Osteoarthritis, the most common form of arthritis which affects about 300,000 New Zealanders, is caused by the wearing down of cartilage between the joints.
This causes the bones to rub together, resulting in painful swelling.
Conversely, rheumatoid arthritis, which affects about 40,000 Kiwis, is inflammatory; the body has an auto-immune reaction resulting in too much synovial fluid around the joints, causing swelling.
Ms Kirby says treatments for rheumatoid arthritis have leapfrogged those for osteoarthritis.
"The treatments for rheumatoid arthritis had huge advancements with the advent of the biologic drugs such as Humira and Enbrel, which have been available in New Zealand increasingly over the past five or six years.
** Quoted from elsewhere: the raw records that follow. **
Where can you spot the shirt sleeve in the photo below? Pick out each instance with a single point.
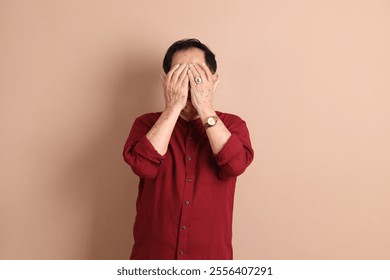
(139, 153)
(237, 153)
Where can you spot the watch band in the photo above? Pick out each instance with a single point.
(211, 121)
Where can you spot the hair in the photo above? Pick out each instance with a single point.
(186, 44)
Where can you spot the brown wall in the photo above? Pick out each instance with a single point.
(312, 79)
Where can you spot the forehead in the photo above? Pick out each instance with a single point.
(193, 55)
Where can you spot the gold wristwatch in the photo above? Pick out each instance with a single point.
(211, 121)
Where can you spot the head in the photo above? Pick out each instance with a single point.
(188, 44)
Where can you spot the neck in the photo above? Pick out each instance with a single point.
(189, 113)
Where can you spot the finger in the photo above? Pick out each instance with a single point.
(202, 75)
(194, 72)
(183, 74)
(191, 77)
(177, 73)
(207, 71)
(170, 73)
(185, 81)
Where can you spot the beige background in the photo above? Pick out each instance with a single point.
(311, 78)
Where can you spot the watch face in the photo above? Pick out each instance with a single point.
(211, 121)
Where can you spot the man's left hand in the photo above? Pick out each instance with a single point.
(202, 94)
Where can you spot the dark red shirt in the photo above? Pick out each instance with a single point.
(185, 199)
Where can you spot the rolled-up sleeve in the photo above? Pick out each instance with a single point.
(139, 153)
(237, 153)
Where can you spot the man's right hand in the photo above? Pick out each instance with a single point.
(175, 85)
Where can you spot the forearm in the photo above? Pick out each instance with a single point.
(160, 134)
(218, 135)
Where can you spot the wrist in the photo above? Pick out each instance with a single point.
(205, 113)
(173, 109)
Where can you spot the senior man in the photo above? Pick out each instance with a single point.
(188, 158)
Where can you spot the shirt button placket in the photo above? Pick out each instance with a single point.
(182, 252)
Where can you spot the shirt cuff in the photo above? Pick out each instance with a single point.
(230, 150)
(146, 150)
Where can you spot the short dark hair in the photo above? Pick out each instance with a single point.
(186, 44)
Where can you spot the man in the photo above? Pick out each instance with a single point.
(188, 158)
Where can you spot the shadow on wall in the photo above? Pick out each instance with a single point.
(110, 186)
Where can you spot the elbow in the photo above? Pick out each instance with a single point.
(236, 166)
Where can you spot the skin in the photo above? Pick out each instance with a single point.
(188, 100)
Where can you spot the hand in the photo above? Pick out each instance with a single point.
(175, 85)
(202, 95)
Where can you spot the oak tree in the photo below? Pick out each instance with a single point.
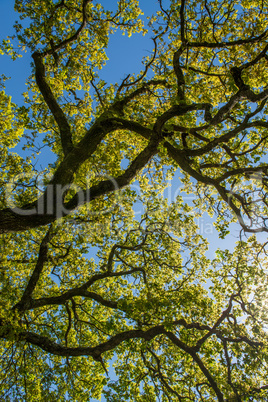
(85, 283)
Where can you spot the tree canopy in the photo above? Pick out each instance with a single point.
(85, 282)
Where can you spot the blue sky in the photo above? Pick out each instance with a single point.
(125, 55)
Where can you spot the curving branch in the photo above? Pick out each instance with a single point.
(58, 114)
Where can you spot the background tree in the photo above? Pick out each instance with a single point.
(178, 325)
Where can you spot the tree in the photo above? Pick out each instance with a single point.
(85, 283)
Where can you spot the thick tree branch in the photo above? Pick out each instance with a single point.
(59, 116)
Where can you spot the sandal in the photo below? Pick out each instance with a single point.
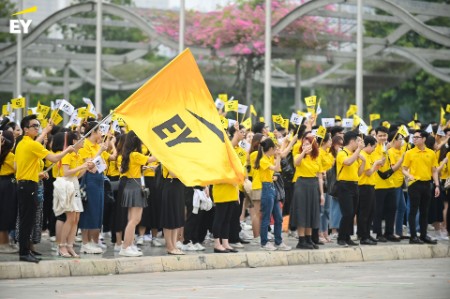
(71, 251)
(62, 254)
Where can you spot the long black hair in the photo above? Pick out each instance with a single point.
(7, 145)
(264, 147)
(132, 144)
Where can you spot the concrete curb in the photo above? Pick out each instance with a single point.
(90, 267)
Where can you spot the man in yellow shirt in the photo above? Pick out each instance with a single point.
(348, 172)
(419, 167)
(28, 155)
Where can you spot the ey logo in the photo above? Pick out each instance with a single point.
(21, 26)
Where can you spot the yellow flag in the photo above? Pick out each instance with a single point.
(247, 123)
(374, 116)
(224, 122)
(310, 101)
(403, 131)
(5, 111)
(278, 119)
(321, 131)
(223, 97)
(352, 110)
(252, 110)
(231, 106)
(43, 110)
(18, 103)
(56, 117)
(175, 117)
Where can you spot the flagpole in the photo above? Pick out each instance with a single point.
(84, 137)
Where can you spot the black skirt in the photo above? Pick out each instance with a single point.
(172, 205)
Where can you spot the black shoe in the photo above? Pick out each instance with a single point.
(342, 243)
(373, 239)
(28, 258)
(392, 238)
(428, 240)
(221, 251)
(351, 243)
(415, 240)
(381, 239)
(367, 242)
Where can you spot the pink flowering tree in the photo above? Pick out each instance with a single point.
(240, 28)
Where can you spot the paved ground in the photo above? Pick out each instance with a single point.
(429, 278)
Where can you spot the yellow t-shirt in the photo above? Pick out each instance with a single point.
(134, 168)
(28, 157)
(377, 154)
(225, 193)
(419, 162)
(73, 160)
(265, 173)
(397, 177)
(344, 172)
(364, 179)
(308, 168)
(7, 167)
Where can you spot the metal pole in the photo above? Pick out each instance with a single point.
(359, 60)
(98, 59)
(181, 33)
(19, 67)
(267, 66)
(298, 86)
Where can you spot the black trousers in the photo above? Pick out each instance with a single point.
(348, 202)
(385, 208)
(235, 225)
(366, 210)
(222, 219)
(28, 202)
(419, 196)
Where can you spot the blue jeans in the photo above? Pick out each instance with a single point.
(325, 214)
(401, 211)
(270, 206)
(335, 213)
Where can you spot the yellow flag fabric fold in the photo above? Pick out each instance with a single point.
(175, 117)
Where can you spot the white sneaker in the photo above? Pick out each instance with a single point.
(179, 245)
(245, 235)
(283, 247)
(268, 247)
(156, 243)
(237, 245)
(90, 248)
(129, 252)
(100, 245)
(256, 241)
(199, 247)
(188, 247)
(140, 240)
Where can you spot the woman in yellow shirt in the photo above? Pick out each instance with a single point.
(8, 200)
(308, 192)
(266, 163)
(132, 194)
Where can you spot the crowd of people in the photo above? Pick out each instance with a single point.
(340, 186)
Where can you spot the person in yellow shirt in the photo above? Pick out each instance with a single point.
(28, 157)
(308, 192)
(8, 199)
(419, 167)
(366, 189)
(132, 194)
(348, 172)
(266, 163)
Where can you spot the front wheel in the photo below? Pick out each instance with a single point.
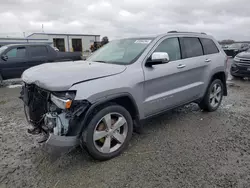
(108, 132)
(213, 96)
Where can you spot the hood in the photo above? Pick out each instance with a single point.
(245, 54)
(61, 76)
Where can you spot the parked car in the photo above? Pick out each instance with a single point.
(241, 65)
(233, 49)
(16, 58)
(98, 103)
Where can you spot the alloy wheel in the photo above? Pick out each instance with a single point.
(215, 95)
(110, 133)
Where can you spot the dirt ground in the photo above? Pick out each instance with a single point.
(183, 148)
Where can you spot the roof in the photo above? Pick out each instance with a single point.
(62, 34)
(9, 38)
(26, 44)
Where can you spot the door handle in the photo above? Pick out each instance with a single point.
(180, 66)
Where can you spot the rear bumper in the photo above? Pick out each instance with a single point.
(238, 70)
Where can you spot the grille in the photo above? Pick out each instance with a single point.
(36, 100)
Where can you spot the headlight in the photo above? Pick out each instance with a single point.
(236, 59)
(63, 100)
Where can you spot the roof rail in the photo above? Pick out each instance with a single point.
(185, 32)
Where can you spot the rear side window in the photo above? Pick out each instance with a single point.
(18, 52)
(172, 47)
(38, 51)
(209, 46)
(191, 47)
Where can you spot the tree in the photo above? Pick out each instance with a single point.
(105, 40)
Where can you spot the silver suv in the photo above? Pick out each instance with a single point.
(99, 102)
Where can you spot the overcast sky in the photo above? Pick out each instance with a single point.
(122, 18)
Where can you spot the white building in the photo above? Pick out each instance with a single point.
(64, 42)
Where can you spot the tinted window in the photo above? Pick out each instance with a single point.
(37, 51)
(124, 51)
(191, 47)
(172, 47)
(16, 52)
(209, 46)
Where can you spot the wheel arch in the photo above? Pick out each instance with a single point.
(223, 77)
(123, 99)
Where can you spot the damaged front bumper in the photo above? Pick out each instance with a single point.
(60, 127)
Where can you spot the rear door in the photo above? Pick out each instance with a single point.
(212, 57)
(178, 81)
(38, 54)
(15, 64)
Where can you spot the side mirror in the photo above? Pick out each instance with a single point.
(157, 58)
(4, 57)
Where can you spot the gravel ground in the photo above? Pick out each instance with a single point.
(183, 148)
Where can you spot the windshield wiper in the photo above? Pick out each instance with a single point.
(101, 61)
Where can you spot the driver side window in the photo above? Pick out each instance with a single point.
(172, 47)
(18, 52)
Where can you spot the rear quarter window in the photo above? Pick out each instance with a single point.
(209, 46)
(191, 47)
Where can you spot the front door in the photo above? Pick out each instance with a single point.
(15, 62)
(173, 83)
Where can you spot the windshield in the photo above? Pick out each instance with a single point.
(124, 51)
(2, 49)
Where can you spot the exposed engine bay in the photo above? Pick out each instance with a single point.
(52, 113)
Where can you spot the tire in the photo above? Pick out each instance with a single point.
(106, 146)
(211, 100)
(236, 77)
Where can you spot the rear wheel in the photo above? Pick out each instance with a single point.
(108, 132)
(213, 96)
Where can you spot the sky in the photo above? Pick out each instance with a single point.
(224, 19)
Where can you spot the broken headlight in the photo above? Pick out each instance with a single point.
(63, 100)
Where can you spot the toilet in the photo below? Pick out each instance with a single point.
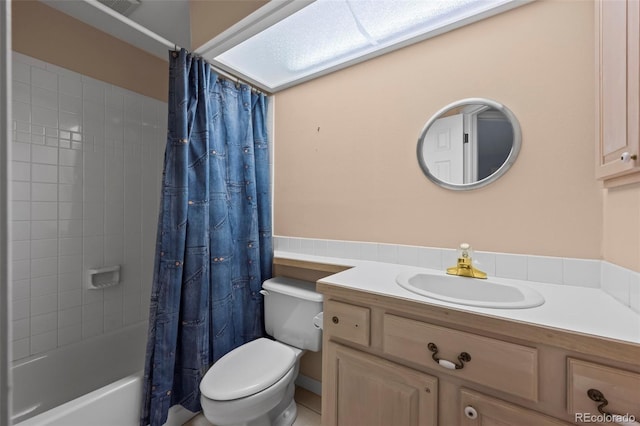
(253, 385)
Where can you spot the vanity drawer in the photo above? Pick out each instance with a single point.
(504, 366)
(620, 388)
(348, 322)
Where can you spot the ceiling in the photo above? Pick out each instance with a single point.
(157, 26)
(168, 19)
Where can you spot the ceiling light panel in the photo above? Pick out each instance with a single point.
(330, 34)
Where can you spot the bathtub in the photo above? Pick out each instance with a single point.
(45, 381)
(117, 404)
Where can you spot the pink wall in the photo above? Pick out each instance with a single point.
(345, 162)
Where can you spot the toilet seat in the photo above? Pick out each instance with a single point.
(247, 370)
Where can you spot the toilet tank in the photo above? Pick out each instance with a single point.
(290, 306)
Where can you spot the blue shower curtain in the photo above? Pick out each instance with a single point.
(214, 244)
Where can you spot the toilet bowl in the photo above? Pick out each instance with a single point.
(253, 385)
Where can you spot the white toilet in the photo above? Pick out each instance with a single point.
(253, 385)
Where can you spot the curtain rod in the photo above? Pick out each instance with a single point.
(222, 73)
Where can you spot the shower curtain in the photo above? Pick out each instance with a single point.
(214, 244)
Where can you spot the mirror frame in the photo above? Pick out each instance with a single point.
(513, 154)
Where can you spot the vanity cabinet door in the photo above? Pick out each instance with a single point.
(592, 385)
(504, 366)
(360, 389)
(618, 91)
(481, 410)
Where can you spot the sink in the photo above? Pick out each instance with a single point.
(470, 291)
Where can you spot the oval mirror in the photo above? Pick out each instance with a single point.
(469, 144)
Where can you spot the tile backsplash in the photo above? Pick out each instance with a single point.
(620, 283)
(86, 173)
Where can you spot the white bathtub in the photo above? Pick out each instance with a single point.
(117, 404)
(95, 382)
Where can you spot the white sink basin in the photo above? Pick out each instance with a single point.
(470, 291)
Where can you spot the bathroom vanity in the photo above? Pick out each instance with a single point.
(391, 357)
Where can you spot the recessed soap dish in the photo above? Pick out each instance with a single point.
(100, 278)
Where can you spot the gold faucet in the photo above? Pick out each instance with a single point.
(465, 267)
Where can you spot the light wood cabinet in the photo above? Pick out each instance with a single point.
(380, 369)
(591, 385)
(618, 91)
(370, 391)
(492, 362)
(482, 410)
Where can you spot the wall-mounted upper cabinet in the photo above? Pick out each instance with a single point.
(618, 92)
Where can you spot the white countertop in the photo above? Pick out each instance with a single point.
(578, 309)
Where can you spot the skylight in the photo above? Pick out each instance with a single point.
(327, 35)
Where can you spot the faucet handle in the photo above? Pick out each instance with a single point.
(465, 250)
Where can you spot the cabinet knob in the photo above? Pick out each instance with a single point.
(626, 157)
(462, 358)
(470, 412)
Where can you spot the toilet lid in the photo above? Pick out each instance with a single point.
(247, 369)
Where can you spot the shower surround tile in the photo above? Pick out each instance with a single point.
(87, 164)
"They have been life changing drugs for people with inflammatory arthritis.
"They are not a cure, but we have gone from being able to manage symptoms to actually stopping the disease in its tracks."
Ms Kirby expects the biggest gains in the treatment of osteoarthritis will be in stem cell treatments.
As for Regenokine, it is not clear how, or even if, its use will spread globally.
Dr Chris Renna runs a clinic in Santa Monica, California, which uses Dr Wehling's process, but other than this Regenokine remains relatively unavailable.
In any case, Ms Kirby says treatments for arthritis seem to be moving from relieving pain to treating the underlying cause of the disease.